En 1794, Monroe fut nommé ambassadeur en France. Arrivés peu après la fin du règne de la Terreur, Elizabeth et lui purent user de leur influence pour obtenir la libération de plusieurs personnalités pro-américaines qui avaient été emprisonnées par les révolutionnaires français, notamment Thomas Paine et Adrienne de Lafayette, épouse du marquis. Cependant, au cours de son mandat d'ambassadeur, Monroe se montra beaucoup trop favorable à la France révolutionnaire au goût du président Washington. Il outrepassait constamment ses droits, comme lorsqu'il annonça aux Français que le traité de Londres (un accord commercial entre les États-Unis et la Grande Bretagne qui favorisait des relations chaleureuses entre les deux pays) serait probablement abrogé. Il fut rappelé à son poste en novembre 1796, le moment étant choisi délibérément pour qu'il rentre chez lui après l'élection présidentielle américaine de 1796. Au printemps suivant, Monroe riposta en publiant un pamphlet de 500 pages intitulé A View of the Conduct of the Executive, in the Foreign Affairs of the United States, qui s'en prenait à la conduite des fédéralistes et de l'administration de Washington.

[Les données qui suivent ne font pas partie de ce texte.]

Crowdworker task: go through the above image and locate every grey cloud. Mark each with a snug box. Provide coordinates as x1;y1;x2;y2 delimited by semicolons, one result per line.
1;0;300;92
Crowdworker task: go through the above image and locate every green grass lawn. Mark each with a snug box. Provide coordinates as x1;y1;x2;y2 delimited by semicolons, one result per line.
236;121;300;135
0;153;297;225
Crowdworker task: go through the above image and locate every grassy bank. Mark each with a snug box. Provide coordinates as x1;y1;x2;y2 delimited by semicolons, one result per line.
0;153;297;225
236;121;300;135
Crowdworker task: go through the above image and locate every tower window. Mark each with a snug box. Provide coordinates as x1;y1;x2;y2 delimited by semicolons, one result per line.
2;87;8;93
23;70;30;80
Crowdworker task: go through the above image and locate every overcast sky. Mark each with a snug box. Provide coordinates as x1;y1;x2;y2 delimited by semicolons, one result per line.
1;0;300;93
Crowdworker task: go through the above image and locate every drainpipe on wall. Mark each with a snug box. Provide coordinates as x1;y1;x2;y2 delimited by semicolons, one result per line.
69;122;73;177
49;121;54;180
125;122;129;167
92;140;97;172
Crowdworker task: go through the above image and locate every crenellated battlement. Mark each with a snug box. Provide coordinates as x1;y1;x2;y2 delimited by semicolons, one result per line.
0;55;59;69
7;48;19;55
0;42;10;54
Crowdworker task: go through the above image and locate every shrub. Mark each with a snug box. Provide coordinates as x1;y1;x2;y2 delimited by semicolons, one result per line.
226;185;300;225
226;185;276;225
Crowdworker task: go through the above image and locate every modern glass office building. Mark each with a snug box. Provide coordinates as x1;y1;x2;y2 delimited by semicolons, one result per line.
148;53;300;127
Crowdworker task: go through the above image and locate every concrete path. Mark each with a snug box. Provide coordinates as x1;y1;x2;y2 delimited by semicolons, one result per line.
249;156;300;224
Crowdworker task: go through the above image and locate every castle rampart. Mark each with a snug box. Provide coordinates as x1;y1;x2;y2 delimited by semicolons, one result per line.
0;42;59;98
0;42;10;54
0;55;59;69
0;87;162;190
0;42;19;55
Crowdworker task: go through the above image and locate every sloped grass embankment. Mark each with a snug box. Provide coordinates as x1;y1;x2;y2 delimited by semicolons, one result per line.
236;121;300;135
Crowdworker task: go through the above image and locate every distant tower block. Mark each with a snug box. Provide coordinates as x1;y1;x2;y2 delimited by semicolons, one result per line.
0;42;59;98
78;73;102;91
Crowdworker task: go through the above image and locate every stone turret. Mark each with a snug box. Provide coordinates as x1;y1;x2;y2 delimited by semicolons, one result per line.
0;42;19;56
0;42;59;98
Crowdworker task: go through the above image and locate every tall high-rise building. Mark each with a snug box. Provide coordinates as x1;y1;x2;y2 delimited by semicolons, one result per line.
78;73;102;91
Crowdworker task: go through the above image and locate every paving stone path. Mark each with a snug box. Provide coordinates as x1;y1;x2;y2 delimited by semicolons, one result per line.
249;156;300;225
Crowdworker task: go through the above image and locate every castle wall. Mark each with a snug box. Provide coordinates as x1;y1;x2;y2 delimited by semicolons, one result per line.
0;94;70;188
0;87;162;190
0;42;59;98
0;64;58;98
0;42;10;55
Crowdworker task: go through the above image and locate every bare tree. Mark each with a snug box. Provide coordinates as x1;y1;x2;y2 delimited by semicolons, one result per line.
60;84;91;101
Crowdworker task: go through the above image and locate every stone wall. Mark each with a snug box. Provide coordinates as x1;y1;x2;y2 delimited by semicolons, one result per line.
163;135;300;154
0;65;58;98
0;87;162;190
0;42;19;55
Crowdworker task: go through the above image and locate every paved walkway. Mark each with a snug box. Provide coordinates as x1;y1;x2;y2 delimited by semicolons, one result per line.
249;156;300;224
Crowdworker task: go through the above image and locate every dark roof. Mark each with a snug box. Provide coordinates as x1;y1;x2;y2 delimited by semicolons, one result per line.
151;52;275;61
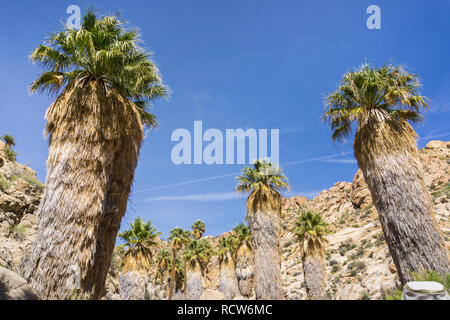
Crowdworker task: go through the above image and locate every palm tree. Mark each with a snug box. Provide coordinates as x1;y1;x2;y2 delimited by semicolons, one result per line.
1;134;16;148
293;211;331;300
192;220;206;240
182;229;193;292
236;159;288;300
232;223;253;297
183;239;212;299
168;227;189;300
118;218;161;273
172;256;185;293
155;249;171;282
216;235;240;299
22;10;167;299
323;63;449;284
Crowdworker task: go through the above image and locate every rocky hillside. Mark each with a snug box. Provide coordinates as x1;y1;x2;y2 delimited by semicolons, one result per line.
280;140;450;300
0;140;43;273
0;140;448;300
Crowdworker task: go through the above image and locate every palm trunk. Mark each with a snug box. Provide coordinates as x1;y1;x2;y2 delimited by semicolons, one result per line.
168;250;176;300
22;82;143;299
354;114;449;284
185;262;203;300
247;189;282;300
235;242;253;297
302;254;326;300
183;263;187;292
88;131;141;299
219;257;240;299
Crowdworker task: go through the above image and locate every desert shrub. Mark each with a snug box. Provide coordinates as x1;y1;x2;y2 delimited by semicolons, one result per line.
331;265;340;273
329;259;338;266
347;260;366;276
10;174;44;192
10;224;27;240
359;291;370;300
3;146;17;162
0;175;11;192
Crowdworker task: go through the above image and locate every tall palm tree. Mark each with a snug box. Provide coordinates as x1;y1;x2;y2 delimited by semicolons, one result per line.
192;220;206;240
1;134;16;148
236;159;288;300
232;223;253;297
118;218;161;273
216;235;240;299
323;64;449;283
168;227;188;300
183;239;212;299
22;11;167;299
293;211;331;300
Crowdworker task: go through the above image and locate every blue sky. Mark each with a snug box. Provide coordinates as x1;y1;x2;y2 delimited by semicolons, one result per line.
0;0;449;239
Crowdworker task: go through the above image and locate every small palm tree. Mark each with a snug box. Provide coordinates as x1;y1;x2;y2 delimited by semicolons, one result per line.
236;159;288;300
183;239;213;299
1;134;16;148
172;257;185;293
323;63;449;283
216;235;240;299
23;10;168;299
192;220;206;240
155;249;171;281
118;218;161;273
293;211;331;300
168;227;190;299
232;223;253;297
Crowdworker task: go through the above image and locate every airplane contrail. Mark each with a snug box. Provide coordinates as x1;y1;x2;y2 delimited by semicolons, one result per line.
134;151;353;194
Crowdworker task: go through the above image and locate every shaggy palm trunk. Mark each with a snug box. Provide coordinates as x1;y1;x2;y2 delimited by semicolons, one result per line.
22;81;143;299
302;254;326;300
354;111;449;284
219;256;240;299
168;250;176;300
247;189;282;300
235;242;253;297
185;262;203;300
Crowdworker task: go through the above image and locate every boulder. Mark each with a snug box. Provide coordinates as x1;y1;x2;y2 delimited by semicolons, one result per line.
118;271;149;300
200;289;226;300
0;266;38;300
402;281;450;300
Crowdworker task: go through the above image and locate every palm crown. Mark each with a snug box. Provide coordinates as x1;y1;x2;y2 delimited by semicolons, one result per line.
236;159;288;194
216;235;238;264
168;227;190;251
323;64;428;142
183;239;213;269
156;249;171;271
1;134;16;148
191;220;206;239
118;217;161;251
30;10;168;128
232;223;251;247
293;211;331;257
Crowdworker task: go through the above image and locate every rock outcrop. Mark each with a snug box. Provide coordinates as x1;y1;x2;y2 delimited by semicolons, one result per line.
0;146;43;273
0;265;38;300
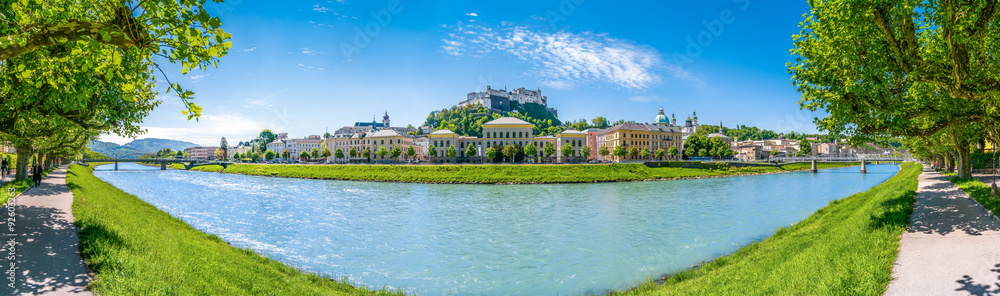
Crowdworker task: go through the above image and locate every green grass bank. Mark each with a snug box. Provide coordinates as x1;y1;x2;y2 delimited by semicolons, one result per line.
65;164;405;295
219;162;860;184
611;162;921;295
950;176;1000;217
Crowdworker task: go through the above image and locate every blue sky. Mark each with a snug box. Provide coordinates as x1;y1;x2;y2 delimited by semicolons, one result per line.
102;0;821;146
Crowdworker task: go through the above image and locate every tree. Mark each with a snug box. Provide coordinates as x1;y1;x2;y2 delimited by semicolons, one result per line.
628;146;639;159
789;1;1000;178
390;146;402;161
598;145;609;159
334;148;344;160
321;147;332;159
406;146;416;160
613;145;626;160
640;148;650;159
299;150;310;161
561;143;574;158
232;152;241;160
376;146;389;159
259;130;277;154
465;144;477;158
525;143;538;158
544;142;557;157
220;137;228;160
428;145;438;157
349;147;358;158
486;146;498;161
282;149;291;160
447;145;458;158
655;148;665;160
799;140;812;156
580;145;592;160
311;147;320;160
669;146;680;160
503;144;517;162
214;148;224;160
770;150;780;157
265;150;275;161
176;150;184;158
248;152;259;162
699;149;708;157
592;116;610;128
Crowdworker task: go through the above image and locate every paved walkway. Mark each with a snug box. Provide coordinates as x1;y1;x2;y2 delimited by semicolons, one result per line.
885;166;1000;295
0;166;93;295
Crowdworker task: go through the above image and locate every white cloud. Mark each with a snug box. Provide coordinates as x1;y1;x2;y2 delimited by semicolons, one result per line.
187;74;210;83
628;95;664;103
441;23;687;90
312;5;332;13
242;47;257;52
466;12;478;17
301;47;317;55
297;63;324;71
99;113;269;146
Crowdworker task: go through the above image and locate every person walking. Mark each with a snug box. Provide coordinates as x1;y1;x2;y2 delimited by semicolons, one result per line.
0;156;8;180
32;162;42;187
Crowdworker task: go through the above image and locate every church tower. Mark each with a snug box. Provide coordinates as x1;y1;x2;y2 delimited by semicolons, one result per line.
382;110;390;128
692;109;698;126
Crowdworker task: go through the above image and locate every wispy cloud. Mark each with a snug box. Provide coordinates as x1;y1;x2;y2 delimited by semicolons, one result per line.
441;23;690;90
466;12;478;17
628;95;665;103
308;20;335;28
243;88;291;108
242;47;257;52
187;74;210;83
301;47;319;55
298;63;325;71
312;4;332;13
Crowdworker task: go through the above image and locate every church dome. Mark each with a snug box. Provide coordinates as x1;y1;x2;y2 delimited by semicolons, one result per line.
654;106;668;124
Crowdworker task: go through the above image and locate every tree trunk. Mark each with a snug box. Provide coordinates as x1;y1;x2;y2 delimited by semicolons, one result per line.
14;143;31;180
945;152;955;173
949;126;974;179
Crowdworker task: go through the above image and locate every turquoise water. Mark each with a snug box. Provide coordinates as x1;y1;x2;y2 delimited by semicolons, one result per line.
94;163;898;295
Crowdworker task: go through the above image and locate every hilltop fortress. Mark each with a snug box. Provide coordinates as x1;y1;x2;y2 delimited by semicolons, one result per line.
458;85;558;117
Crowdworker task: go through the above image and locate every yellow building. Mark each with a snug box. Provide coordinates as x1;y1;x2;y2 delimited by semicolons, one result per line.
598;122;682;162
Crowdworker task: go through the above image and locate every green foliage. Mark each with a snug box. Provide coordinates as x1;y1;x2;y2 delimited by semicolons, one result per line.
310;147;320;160
428;145;437;157
299;150;309;161
390;146;402;159
65;165;403;295
640;148;650;159
422;103;564;137
376;146;389;158
613;145;626;158
349;147;357;158
544;142;557;157
580;145;592;159
321;147;331;159
282;149;291;160
684;136;732;159
525;143;538;157
669;146;680;158
405;146;416;159
561;143;573;157
618;163;921;295
799;140;812;156
485;146;497;160
446;145;458;158
598;145;610;158
334;148;344;159
264;150;275;161
465;144;477;158
655;148;665;160
628;147;639;158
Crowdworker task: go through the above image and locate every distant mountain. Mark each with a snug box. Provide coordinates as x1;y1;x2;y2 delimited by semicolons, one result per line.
87;138;198;158
123;138;199;153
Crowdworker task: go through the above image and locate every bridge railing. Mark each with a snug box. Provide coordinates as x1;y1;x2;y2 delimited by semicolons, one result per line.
769;156;912;162
80;158;205;162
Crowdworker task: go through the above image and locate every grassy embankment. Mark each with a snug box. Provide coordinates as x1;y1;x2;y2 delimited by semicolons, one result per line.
951;176;1000;216
0;166;58;205
65;164;406;295
219;162;859;184
611;162;921;295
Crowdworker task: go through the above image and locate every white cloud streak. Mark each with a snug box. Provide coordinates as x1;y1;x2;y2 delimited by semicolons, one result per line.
442;23;701;89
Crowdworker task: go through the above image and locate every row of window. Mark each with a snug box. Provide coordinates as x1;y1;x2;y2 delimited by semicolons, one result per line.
484;131;531;139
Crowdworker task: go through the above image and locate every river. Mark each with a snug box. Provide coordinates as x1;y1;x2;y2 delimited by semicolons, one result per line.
93;162;898;295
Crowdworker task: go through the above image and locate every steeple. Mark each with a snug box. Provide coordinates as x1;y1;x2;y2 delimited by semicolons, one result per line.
383;110;390;127
671;111;677;125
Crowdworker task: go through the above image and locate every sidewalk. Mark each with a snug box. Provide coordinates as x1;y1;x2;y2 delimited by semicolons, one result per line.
0;166;93;295
885;166;1000;295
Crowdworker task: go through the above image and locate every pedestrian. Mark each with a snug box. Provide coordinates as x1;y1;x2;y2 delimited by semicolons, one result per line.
0;156;8;179
32;162;42;187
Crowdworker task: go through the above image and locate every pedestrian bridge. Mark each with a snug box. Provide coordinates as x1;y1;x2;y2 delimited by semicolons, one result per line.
770;156;912;162
80;158;233;170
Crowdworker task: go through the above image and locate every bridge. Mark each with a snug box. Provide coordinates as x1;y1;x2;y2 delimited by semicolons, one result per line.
769;156;912;174
80;158;233;170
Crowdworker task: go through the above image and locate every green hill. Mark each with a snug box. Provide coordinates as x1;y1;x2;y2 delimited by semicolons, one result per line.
423;103;563;137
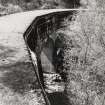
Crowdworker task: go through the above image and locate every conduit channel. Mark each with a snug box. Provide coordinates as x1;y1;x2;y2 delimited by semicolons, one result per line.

En 1799, Monroe fut élu gouverneur de Virginie, poste qu'il occuperait jusqu'en 1802. Il soutint la candidature de son mentor Jefferson à l'élection présidentielle américaine de 1800. Après la victoire de Jefferson, Monroe fut à nouveau envoyé à Paris pour aider à négocier l'achat de la Louisiane, un accord visant à acquérir 530 000 000 d'acres de terre auprès de la France. Il s'agit là sans doute de la plus grande réussite de l'administration Jefferson, qui fit plus que doubler la taille des États-Unis. Par la suite, Monroe continua à servir l'administration Jefferson en tant qu'ambassadeur en Grande-Bretagne. À ce titre, il participa à la négociation du traité Monroe-Pinckney en 1806, qui aurait étendu l'accord commercial existant entre les États-Unis et la Grande-Bretagne; toutefois, le président Jefferson rejeta le traité, car il ne faisait rien pour lutter contre l'odieuse pratique britannique consistant à enrôler de force les marins américains. Le rejet du traité par l'administration provoqua la brouille de Monroe avec James Madison qui occupait le poste de secrétaire d'État. En 1808, Monroe décida de défier Madison pour l'investiture du parti républicain-démocrate à l'élection présidentielle de cette année-là. Madison remporta finalement l'investiture du parti et l'élection, Monroe ne recevant que peu de soutien en dehors de la Virginie.
Secrétaire d'État
En 1810, Monroe fut à nouveau élu gouverneur de Virginie. Mais son mandat fut écourté lorsque le président Madison, qui s'était réconcilié avec Monroe, lui demanda de rejoindre son administration en tant que secrétaire d'État en avril 1811. Monroe accepta, rejoignant le cabinet à un moment où les relations britannico-américaines se détérioraient rapidement. Le 18 juin 1812, le président Madison demanda au Congrès de déclarer la guerre au Royaume-Uni, ce qui marqua le début de la guerre anglo-américaine de 1812. La guerre se déroula de manière désastreuse pour les États-Unis, les multiples invasions du Canada britannique se soldant par des échecs. Madison et Monroe n'hésitèrent pas à rejeter la responsabilité de ces défaites sur le secrétaire à la Guerre John Armstrong Jr, ce qui provoqua des dissensions au sein de l'administration. En août 1814, une armée britannique envahit la baie de Chesapeake et commença à marcher vers la capitale; Monroe partit en mission de reconnaissance et aida à organiser la ligne de défense américaine lors de la bataille de Bladensburg. Les Américains furent cependant vaincus et les Britanniques s'emparèrent de Washington et l'incendièrent. Armstrong, accusé de ne pas avoir préparé les défenses de la capitale, fut contraint de démissionner; Monroe prendrait alors le contrôle du ministère de la Guerre en plus de ses fonctions au département d'État.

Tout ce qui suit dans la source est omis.